The Council for Scientific and Industrial Research (CSIR) is mining posts from social media to see if it can detect crime trends in South Africa from the data.
Speaking at a media briefing at the Meraka Institute on the CSIR campus today, CSIR acting research group leader for data science Vukosi Marivate said they use machine learning to detect incidents and classify them.
They trained their algorithm with 1,200 posts, of which 40% had been labelled as crime-related, while the remaining 60% were labelled as not related to crime.
The algorithm analysed users’ posts and classified whether they were talking about a crime, something relating to public safety, a protest, or another incident.
Marivate highlighted a Twitter post from 2015, which contained everything they were looking for in a report – time, place, and the crime committed.
— Sophie Ribstein (@SophieRibstein) August 25, 2015
The CSIR was then able to perform an analysis on which events were regular occurrences in an area, and which stood out as exceptional.
Marivate said that a significant number of tweets they filtered described road traffic issues.
The researchers also looked into author identification to find who originally reported a crime.

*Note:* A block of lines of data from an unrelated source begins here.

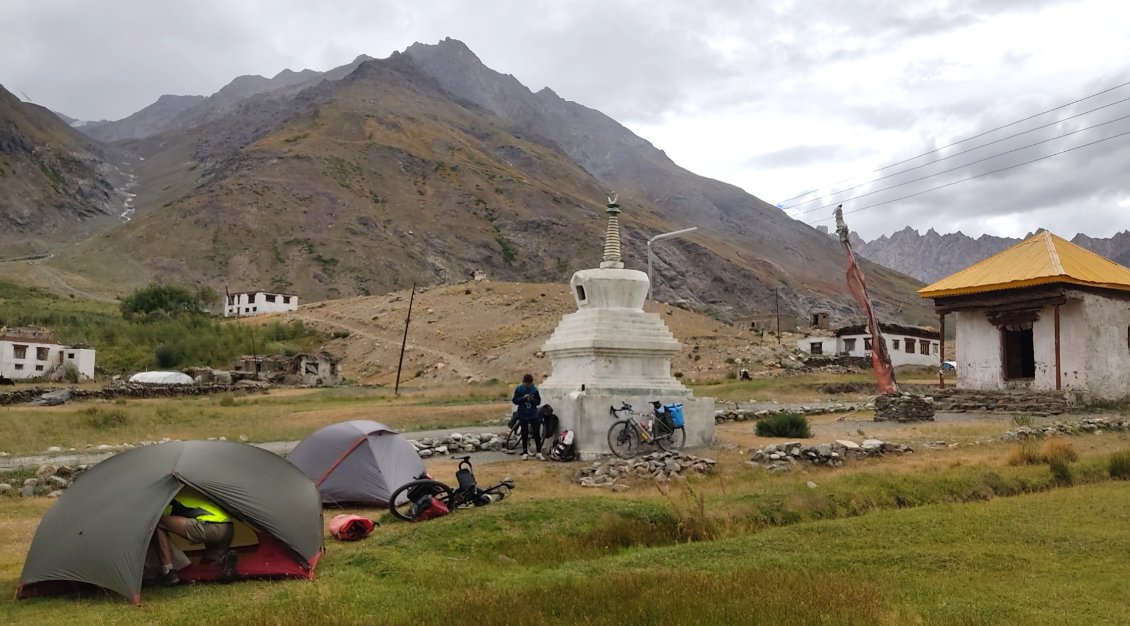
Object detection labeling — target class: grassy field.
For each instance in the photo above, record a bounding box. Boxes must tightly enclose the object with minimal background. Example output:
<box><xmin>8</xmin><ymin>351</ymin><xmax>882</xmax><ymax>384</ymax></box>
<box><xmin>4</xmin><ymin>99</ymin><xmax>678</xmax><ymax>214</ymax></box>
<box><xmin>3</xmin><ymin>378</ymin><xmax>1130</xmax><ymax>624</ymax></box>
<box><xmin>2</xmin><ymin>451</ymin><xmax>1130</xmax><ymax>625</ymax></box>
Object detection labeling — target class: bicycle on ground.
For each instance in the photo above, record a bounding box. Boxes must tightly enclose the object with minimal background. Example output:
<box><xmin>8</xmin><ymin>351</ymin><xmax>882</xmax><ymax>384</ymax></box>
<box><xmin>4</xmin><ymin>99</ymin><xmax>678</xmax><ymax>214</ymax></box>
<box><xmin>607</xmin><ymin>401</ymin><xmax>686</xmax><ymax>458</ymax></box>
<box><xmin>387</xmin><ymin>456</ymin><xmax>515</xmax><ymax>522</ymax></box>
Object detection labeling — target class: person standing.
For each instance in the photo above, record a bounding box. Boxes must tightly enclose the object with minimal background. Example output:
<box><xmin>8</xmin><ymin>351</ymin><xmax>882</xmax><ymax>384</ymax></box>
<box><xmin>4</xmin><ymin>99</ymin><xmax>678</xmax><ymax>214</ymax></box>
<box><xmin>511</xmin><ymin>373</ymin><xmax>543</xmax><ymax>460</ymax></box>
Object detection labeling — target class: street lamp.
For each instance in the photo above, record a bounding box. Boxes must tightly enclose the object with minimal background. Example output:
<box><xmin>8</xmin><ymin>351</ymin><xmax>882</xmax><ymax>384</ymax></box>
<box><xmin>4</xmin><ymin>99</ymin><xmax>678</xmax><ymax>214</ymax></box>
<box><xmin>647</xmin><ymin>227</ymin><xmax>698</xmax><ymax>303</ymax></box>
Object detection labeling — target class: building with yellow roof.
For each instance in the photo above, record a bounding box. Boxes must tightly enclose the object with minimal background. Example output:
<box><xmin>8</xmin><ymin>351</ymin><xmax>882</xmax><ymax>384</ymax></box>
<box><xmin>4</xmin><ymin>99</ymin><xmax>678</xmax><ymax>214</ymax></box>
<box><xmin>919</xmin><ymin>230</ymin><xmax>1130</xmax><ymax>401</ymax></box>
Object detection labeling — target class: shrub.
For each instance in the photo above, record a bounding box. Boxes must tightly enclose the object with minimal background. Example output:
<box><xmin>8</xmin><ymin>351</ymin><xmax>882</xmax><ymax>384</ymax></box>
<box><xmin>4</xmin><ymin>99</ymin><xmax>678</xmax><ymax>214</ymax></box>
<box><xmin>1109</xmin><ymin>450</ymin><xmax>1130</xmax><ymax>480</ymax></box>
<box><xmin>1040</xmin><ymin>439</ymin><xmax>1078</xmax><ymax>465</ymax></box>
<box><xmin>755</xmin><ymin>413</ymin><xmax>812</xmax><ymax>438</ymax></box>
<box><xmin>1006</xmin><ymin>439</ymin><xmax>1042</xmax><ymax>465</ymax></box>
<box><xmin>62</xmin><ymin>362</ymin><xmax>79</xmax><ymax>384</ymax></box>
<box><xmin>84</xmin><ymin>407</ymin><xmax>127</xmax><ymax>429</ymax></box>
<box><xmin>218</xmin><ymin>395</ymin><xmax>236</xmax><ymax>407</ymax></box>
<box><xmin>1048</xmin><ymin>460</ymin><xmax>1074</xmax><ymax>485</ymax></box>
<box><xmin>1011</xmin><ymin>414</ymin><xmax>1034</xmax><ymax>428</ymax></box>
<box><xmin>155</xmin><ymin>343</ymin><xmax>182</xmax><ymax>368</ymax></box>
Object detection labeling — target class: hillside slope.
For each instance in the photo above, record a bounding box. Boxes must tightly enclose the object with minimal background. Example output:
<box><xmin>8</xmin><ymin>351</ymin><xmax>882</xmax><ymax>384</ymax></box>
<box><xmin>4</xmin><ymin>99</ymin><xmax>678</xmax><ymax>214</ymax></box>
<box><xmin>0</xmin><ymin>85</ymin><xmax>126</xmax><ymax>257</ymax></box>
<box><xmin>29</xmin><ymin>40</ymin><xmax>932</xmax><ymax>328</ymax></box>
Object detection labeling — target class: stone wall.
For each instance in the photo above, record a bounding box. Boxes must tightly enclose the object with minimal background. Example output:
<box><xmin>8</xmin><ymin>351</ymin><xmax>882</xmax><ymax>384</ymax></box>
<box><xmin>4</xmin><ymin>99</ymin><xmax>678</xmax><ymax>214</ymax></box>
<box><xmin>0</xmin><ymin>382</ymin><xmax>266</xmax><ymax>406</ymax></box>
<box><xmin>901</xmin><ymin>386</ymin><xmax>1069</xmax><ymax>415</ymax></box>
<box><xmin>874</xmin><ymin>393</ymin><xmax>936</xmax><ymax>422</ymax></box>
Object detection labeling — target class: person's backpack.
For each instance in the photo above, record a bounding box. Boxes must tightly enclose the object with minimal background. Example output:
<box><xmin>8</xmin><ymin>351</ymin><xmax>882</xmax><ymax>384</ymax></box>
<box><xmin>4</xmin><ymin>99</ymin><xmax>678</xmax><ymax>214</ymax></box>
<box><xmin>538</xmin><ymin>404</ymin><xmax>559</xmax><ymax>441</ymax></box>
<box><xmin>549</xmin><ymin>430</ymin><xmax>576</xmax><ymax>462</ymax></box>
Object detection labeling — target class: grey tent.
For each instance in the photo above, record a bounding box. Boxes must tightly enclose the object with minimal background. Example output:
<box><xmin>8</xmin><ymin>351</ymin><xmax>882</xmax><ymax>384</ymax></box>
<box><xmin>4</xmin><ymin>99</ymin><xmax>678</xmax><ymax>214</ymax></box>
<box><xmin>287</xmin><ymin>420</ymin><xmax>426</xmax><ymax>506</ymax></box>
<box><xmin>17</xmin><ymin>440</ymin><xmax>324</xmax><ymax>604</ymax></box>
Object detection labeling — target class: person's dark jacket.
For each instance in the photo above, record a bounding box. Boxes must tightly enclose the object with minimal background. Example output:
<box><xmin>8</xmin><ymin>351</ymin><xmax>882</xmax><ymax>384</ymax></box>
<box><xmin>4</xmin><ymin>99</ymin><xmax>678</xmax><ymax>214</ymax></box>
<box><xmin>512</xmin><ymin>383</ymin><xmax>541</xmax><ymax>421</ymax></box>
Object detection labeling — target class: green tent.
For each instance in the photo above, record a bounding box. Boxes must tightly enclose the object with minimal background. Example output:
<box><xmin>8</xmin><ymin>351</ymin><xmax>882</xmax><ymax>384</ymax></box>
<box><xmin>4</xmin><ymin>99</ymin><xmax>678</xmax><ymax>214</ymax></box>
<box><xmin>18</xmin><ymin>440</ymin><xmax>324</xmax><ymax>604</ymax></box>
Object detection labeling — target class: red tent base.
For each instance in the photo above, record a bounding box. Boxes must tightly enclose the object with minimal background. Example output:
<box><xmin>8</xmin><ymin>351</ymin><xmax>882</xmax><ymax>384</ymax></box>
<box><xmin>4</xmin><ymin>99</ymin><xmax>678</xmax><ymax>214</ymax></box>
<box><xmin>16</xmin><ymin>533</ymin><xmax>321</xmax><ymax>601</ymax></box>
<box><xmin>177</xmin><ymin>532</ymin><xmax>320</xmax><ymax>583</ymax></box>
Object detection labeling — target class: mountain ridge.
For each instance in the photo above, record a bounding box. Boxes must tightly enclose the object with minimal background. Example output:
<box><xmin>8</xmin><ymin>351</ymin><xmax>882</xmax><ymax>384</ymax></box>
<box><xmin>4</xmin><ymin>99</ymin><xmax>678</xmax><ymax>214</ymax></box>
<box><xmin>851</xmin><ymin>227</ymin><xmax>1130</xmax><ymax>284</ymax></box>
<box><xmin>4</xmin><ymin>39</ymin><xmax>933</xmax><ymax>329</ymax></box>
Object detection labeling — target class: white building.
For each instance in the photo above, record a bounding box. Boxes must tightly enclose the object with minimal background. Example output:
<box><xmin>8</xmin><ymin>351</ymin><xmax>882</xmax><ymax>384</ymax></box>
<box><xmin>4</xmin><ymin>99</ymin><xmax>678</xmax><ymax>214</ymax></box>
<box><xmin>797</xmin><ymin>323</ymin><xmax>940</xmax><ymax>367</ymax></box>
<box><xmin>0</xmin><ymin>327</ymin><xmax>96</xmax><ymax>381</ymax></box>
<box><xmin>223</xmin><ymin>291</ymin><xmax>298</xmax><ymax>317</ymax></box>
<box><xmin>920</xmin><ymin>231</ymin><xmax>1130</xmax><ymax>402</ymax></box>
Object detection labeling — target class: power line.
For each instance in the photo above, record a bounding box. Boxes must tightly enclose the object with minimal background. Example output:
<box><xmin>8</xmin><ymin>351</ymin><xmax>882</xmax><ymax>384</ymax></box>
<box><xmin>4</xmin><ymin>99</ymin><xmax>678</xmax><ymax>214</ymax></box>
<box><xmin>790</xmin><ymin>112</ymin><xmax>1130</xmax><ymax>218</ymax></box>
<box><xmin>776</xmin><ymin>78</ymin><xmax>1130</xmax><ymax>207</ymax></box>
<box><xmin>784</xmin><ymin>96</ymin><xmax>1130</xmax><ymax>212</ymax></box>
<box><xmin>805</xmin><ymin>128</ymin><xmax>1130</xmax><ymax>225</ymax></box>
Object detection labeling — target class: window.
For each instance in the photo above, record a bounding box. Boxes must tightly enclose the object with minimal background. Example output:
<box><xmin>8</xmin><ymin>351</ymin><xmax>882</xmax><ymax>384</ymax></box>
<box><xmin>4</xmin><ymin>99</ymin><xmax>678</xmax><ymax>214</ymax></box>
<box><xmin>932</xmin><ymin>343</ymin><xmax>939</xmax><ymax>355</ymax></box>
<box><xmin>844</xmin><ymin>338</ymin><xmax>857</xmax><ymax>352</ymax></box>
<box><xmin>265</xmin><ymin>294</ymin><xmax>277</xmax><ymax>303</ymax></box>
<box><xmin>14</xmin><ymin>364</ymin><xmax>24</xmax><ymax>370</ymax></box>
<box><xmin>864</xmin><ymin>338</ymin><xmax>872</xmax><ymax>351</ymax></box>
<box><xmin>36</xmin><ymin>347</ymin><xmax>49</xmax><ymax>361</ymax></box>
<box><xmin>13</xmin><ymin>344</ymin><xmax>27</xmax><ymax>359</ymax></box>
<box><xmin>304</xmin><ymin>362</ymin><xmax>319</xmax><ymax>375</ymax></box>
<box><xmin>892</xmin><ymin>339</ymin><xmax>900</xmax><ymax>350</ymax></box>
<box><xmin>575</xmin><ymin>285</ymin><xmax>587</xmax><ymax>302</ymax></box>
<box><xmin>1002</xmin><ymin>328</ymin><xmax>1035</xmax><ymax>379</ymax></box>
<box><xmin>35</xmin><ymin>365</ymin><xmax>44</xmax><ymax>372</ymax></box>
<box><xmin>919</xmin><ymin>339</ymin><xmax>930</xmax><ymax>354</ymax></box>
<box><xmin>283</xmin><ymin>296</ymin><xmax>292</xmax><ymax>304</ymax></box>
<box><xmin>809</xmin><ymin>342</ymin><xmax>823</xmax><ymax>355</ymax></box>
<box><xmin>904</xmin><ymin>339</ymin><xmax>914</xmax><ymax>353</ymax></box>
<box><xmin>68</xmin><ymin>352</ymin><xmax>76</xmax><ymax>359</ymax></box>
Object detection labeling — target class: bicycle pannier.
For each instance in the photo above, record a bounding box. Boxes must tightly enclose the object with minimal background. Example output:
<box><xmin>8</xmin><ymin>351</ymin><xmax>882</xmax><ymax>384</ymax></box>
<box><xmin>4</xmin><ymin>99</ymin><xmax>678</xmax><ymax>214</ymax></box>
<box><xmin>664</xmin><ymin>403</ymin><xmax>685</xmax><ymax>427</ymax></box>
<box><xmin>411</xmin><ymin>495</ymin><xmax>450</xmax><ymax>522</ymax></box>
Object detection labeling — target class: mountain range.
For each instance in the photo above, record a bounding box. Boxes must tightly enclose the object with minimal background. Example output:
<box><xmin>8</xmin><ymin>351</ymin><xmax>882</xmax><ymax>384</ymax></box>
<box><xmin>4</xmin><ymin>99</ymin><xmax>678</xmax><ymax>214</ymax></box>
<box><xmin>851</xmin><ymin>227</ymin><xmax>1130</xmax><ymax>284</ymax></box>
<box><xmin>1</xmin><ymin>38</ymin><xmax>934</xmax><ymax>326</ymax></box>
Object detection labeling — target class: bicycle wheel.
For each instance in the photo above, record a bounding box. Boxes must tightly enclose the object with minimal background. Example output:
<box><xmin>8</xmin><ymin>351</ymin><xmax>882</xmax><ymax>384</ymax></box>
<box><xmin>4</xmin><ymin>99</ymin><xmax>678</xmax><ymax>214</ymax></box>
<box><xmin>607</xmin><ymin>420</ymin><xmax>640</xmax><ymax>458</ymax></box>
<box><xmin>387</xmin><ymin>479</ymin><xmax>453</xmax><ymax>522</ymax></box>
<box><xmin>504</xmin><ymin>422</ymin><xmax>522</xmax><ymax>451</ymax></box>
<box><xmin>653</xmin><ymin>421</ymin><xmax>686</xmax><ymax>452</ymax></box>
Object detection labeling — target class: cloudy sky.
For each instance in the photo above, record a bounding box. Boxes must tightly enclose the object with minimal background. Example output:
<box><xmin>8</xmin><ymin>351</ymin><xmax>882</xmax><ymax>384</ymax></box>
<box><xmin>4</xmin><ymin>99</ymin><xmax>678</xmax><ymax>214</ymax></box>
<box><xmin>3</xmin><ymin>0</ymin><xmax>1128</xmax><ymax>240</ymax></box>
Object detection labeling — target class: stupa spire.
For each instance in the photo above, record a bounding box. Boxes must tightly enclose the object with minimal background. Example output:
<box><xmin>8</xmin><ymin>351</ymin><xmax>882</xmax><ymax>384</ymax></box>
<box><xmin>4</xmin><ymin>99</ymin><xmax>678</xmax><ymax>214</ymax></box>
<box><xmin>600</xmin><ymin>192</ymin><xmax>624</xmax><ymax>269</ymax></box>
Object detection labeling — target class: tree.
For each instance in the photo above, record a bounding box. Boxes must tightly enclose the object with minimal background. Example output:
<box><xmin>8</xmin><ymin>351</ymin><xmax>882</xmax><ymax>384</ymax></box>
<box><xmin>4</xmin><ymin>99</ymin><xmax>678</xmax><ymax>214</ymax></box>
<box><xmin>120</xmin><ymin>284</ymin><xmax>206</xmax><ymax>321</ymax></box>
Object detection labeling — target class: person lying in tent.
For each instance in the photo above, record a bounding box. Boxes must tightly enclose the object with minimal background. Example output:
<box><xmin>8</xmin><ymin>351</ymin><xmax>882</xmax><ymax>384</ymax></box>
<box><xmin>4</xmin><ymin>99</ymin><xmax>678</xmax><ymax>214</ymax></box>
<box><xmin>152</xmin><ymin>486</ymin><xmax>238</xmax><ymax>585</ymax></box>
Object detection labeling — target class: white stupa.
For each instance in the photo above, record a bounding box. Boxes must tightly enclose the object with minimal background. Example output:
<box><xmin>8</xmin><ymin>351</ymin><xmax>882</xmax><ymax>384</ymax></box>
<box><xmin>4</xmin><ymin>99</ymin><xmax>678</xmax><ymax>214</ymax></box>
<box><xmin>538</xmin><ymin>194</ymin><xmax>714</xmax><ymax>458</ymax></box>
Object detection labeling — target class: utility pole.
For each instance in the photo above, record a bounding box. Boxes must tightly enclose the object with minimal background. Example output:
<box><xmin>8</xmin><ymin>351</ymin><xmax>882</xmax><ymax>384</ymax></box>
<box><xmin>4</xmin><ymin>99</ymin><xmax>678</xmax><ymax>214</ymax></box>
<box><xmin>394</xmin><ymin>283</ymin><xmax>416</xmax><ymax>395</ymax></box>
<box><xmin>774</xmin><ymin>287</ymin><xmax>781</xmax><ymax>345</ymax></box>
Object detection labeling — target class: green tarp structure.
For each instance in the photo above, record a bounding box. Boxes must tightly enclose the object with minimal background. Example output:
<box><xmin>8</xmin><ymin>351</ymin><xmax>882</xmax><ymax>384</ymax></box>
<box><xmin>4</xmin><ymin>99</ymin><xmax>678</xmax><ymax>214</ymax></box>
<box><xmin>17</xmin><ymin>440</ymin><xmax>324</xmax><ymax>604</ymax></box>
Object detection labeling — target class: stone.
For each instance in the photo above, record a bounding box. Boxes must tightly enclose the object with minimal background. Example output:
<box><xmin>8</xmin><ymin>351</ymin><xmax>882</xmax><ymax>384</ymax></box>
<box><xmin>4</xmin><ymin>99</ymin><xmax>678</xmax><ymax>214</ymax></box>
<box><xmin>418</xmin><ymin>449</ymin><xmax>434</xmax><ymax>458</ymax></box>
<box><xmin>434</xmin><ymin>445</ymin><xmax>448</xmax><ymax>455</ymax></box>
<box><xmin>36</xmin><ymin>464</ymin><xmax>58</xmax><ymax>479</ymax></box>
<box><xmin>836</xmin><ymin>439</ymin><xmax>861</xmax><ymax>450</ymax></box>
<box><xmin>0</xmin><ymin>483</ymin><xmax>11</xmax><ymax>495</ymax></box>
<box><xmin>611</xmin><ymin>484</ymin><xmax>631</xmax><ymax>492</ymax></box>
<box><xmin>46</xmin><ymin>476</ymin><xmax>69</xmax><ymax>488</ymax></box>
<box><xmin>807</xmin><ymin>481</ymin><xmax>817</xmax><ymax>489</ymax></box>
<box><xmin>20</xmin><ymin>485</ymin><xmax>35</xmax><ymax>497</ymax></box>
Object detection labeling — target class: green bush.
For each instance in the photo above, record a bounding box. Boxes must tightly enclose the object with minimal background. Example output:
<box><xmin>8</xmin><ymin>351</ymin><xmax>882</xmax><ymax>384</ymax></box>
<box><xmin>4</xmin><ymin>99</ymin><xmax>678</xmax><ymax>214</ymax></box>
<box><xmin>1048</xmin><ymin>459</ymin><xmax>1074</xmax><ymax>485</ymax></box>
<box><xmin>84</xmin><ymin>407</ymin><xmax>127</xmax><ymax>429</ymax></box>
<box><xmin>755</xmin><ymin>412</ymin><xmax>812</xmax><ymax>438</ymax></box>
<box><xmin>155</xmin><ymin>343</ymin><xmax>181</xmax><ymax>368</ymax></box>
<box><xmin>62</xmin><ymin>362</ymin><xmax>79</xmax><ymax>384</ymax></box>
<box><xmin>1109</xmin><ymin>450</ymin><xmax>1130</xmax><ymax>480</ymax></box>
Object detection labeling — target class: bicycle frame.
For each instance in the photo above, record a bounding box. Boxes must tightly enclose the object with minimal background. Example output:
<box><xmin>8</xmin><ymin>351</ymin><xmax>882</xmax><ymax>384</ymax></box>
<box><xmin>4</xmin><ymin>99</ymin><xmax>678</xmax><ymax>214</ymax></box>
<box><xmin>607</xmin><ymin>401</ymin><xmax>686</xmax><ymax>458</ymax></box>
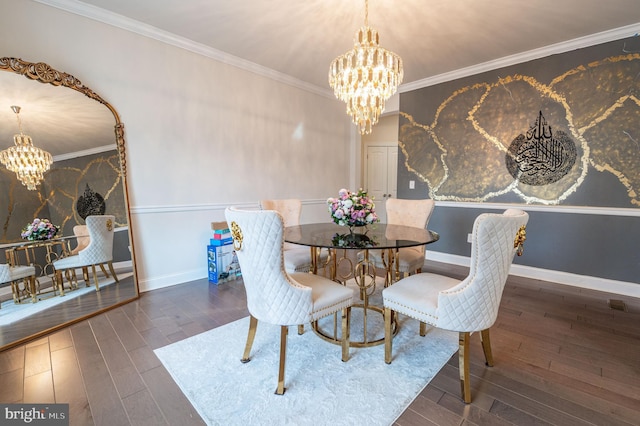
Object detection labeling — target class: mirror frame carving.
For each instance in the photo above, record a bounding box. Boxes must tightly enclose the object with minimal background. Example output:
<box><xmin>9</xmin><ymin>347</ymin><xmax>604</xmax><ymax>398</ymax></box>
<box><xmin>0</xmin><ymin>57</ymin><xmax>139</xmax><ymax>351</ymax></box>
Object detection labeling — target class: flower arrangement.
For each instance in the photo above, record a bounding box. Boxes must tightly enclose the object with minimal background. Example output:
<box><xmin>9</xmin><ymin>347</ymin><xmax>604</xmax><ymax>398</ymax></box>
<box><xmin>327</xmin><ymin>188</ymin><xmax>379</xmax><ymax>228</ymax></box>
<box><xmin>21</xmin><ymin>218</ymin><xmax>59</xmax><ymax>241</ymax></box>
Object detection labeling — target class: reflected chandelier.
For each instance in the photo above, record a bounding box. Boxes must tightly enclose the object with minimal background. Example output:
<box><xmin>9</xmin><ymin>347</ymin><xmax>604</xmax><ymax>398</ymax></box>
<box><xmin>0</xmin><ymin>106</ymin><xmax>53</xmax><ymax>190</ymax></box>
<box><xmin>328</xmin><ymin>0</ymin><xmax>403</xmax><ymax>135</ymax></box>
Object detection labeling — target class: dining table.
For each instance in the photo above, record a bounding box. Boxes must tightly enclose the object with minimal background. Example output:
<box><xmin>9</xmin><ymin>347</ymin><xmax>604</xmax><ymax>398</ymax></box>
<box><xmin>2</xmin><ymin>235</ymin><xmax>77</xmax><ymax>301</ymax></box>
<box><xmin>284</xmin><ymin>222</ymin><xmax>439</xmax><ymax>347</ymax></box>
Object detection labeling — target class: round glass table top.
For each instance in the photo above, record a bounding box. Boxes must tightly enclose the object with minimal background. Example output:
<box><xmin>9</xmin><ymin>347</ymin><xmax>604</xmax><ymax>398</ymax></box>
<box><xmin>284</xmin><ymin>223</ymin><xmax>439</xmax><ymax>249</ymax></box>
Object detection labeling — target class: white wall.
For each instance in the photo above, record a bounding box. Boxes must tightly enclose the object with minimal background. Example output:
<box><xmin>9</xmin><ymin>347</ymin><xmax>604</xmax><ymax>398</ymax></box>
<box><xmin>0</xmin><ymin>0</ymin><xmax>355</xmax><ymax>291</ymax></box>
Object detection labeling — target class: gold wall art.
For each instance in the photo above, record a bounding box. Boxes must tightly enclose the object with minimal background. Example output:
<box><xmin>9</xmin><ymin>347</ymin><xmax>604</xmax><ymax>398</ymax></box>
<box><xmin>0</xmin><ymin>150</ymin><xmax>125</xmax><ymax>243</ymax></box>
<box><xmin>399</xmin><ymin>40</ymin><xmax>640</xmax><ymax>207</ymax></box>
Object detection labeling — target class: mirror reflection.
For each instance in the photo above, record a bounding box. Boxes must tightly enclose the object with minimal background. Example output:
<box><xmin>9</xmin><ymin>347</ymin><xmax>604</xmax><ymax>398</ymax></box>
<box><xmin>0</xmin><ymin>58</ymin><xmax>138</xmax><ymax>350</ymax></box>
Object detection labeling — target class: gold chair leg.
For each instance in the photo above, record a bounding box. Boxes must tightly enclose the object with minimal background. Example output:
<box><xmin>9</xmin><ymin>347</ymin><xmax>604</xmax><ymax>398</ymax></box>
<box><xmin>91</xmin><ymin>265</ymin><xmax>100</xmax><ymax>291</ymax></box>
<box><xmin>82</xmin><ymin>267</ymin><xmax>90</xmax><ymax>287</ymax></box>
<box><xmin>10</xmin><ymin>280</ymin><xmax>20</xmax><ymax>303</ymax></box>
<box><xmin>28</xmin><ymin>276</ymin><xmax>37</xmax><ymax>303</ymax></box>
<box><xmin>459</xmin><ymin>332</ymin><xmax>471</xmax><ymax>403</ymax></box>
<box><xmin>276</xmin><ymin>325</ymin><xmax>287</xmax><ymax>395</ymax></box>
<box><xmin>419</xmin><ymin>321</ymin><xmax>427</xmax><ymax>336</ymax></box>
<box><xmin>70</xmin><ymin>269</ymin><xmax>79</xmax><ymax>290</ymax></box>
<box><xmin>341</xmin><ymin>307</ymin><xmax>351</xmax><ymax>362</ymax></box>
<box><xmin>298</xmin><ymin>324</ymin><xmax>304</xmax><ymax>335</ymax></box>
<box><xmin>99</xmin><ymin>263</ymin><xmax>110</xmax><ymax>278</ymax></box>
<box><xmin>480</xmin><ymin>328</ymin><xmax>494</xmax><ymax>367</ymax></box>
<box><xmin>107</xmin><ymin>262</ymin><xmax>119</xmax><ymax>283</ymax></box>
<box><xmin>384</xmin><ymin>307</ymin><xmax>393</xmax><ymax>364</ymax></box>
<box><xmin>60</xmin><ymin>269</ymin><xmax>73</xmax><ymax>292</ymax></box>
<box><xmin>56</xmin><ymin>270</ymin><xmax>65</xmax><ymax>296</ymax></box>
<box><xmin>241</xmin><ymin>315</ymin><xmax>258</xmax><ymax>363</ymax></box>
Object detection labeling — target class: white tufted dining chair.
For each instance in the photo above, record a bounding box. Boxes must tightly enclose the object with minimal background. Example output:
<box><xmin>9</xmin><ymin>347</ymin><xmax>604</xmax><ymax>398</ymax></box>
<box><xmin>364</xmin><ymin>198</ymin><xmax>435</xmax><ymax>282</ymax></box>
<box><xmin>382</xmin><ymin>209</ymin><xmax>529</xmax><ymax>403</ymax></box>
<box><xmin>70</xmin><ymin>225</ymin><xmax>110</xmax><ymax>278</ymax></box>
<box><xmin>0</xmin><ymin>263</ymin><xmax>37</xmax><ymax>304</ymax></box>
<box><xmin>260</xmin><ymin>199</ymin><xmax>328</xmax><ymax>273</ymax></box>
<box><xmin>53</xmin><ymin>215</ymin><xmax>119</xmax><ymax>292</ymax></box>
<box><xmin>225</xmin><ymin>207</ymin><xmax>354</xmax><ymax>395</ymax></box>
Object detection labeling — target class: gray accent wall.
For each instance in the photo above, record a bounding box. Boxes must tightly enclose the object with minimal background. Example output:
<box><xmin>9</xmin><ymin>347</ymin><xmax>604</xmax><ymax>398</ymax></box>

They matched duplicate reports of incidents, and versions of tweets that had been altered from the original.
Currently, the CSIR is looking at ways to identify events and automatically classify them as they happen.
Marivate emphasised that the work is not aimed at developing crime statistics from social media posts, but to look at trends.
Marivate also acknowledged that the results will naturally be biased for places where there is Internet connectivity.
Ethics of data mining
Working with fellow researcher and data scientist Nyalleng Moorosi, the CSIR group has included the privacy and ethics factors as they relate to mining data from social networks.
This follows events like the Cambridge Analytica scandal, which has fortunately not impacted the CSIR’s research and access to Facebook posts.
Marivate said they are not affected as they relied on public posts only.
For our work, we did not need access to personal account data,” he said.
Marivate said that Twitter has also changed its API, which will have an impact on their current approach.
“Back in 2011, as an academic researcher you could get access to Twitter’s firehose,” he said.
As the company worked to make a profit, it gradually restricted its API access and only allowed access to samples of historical data.
From around September, Marivate said they expect to be limited to Twitter’s streaming API – and will only see tweets as they come in.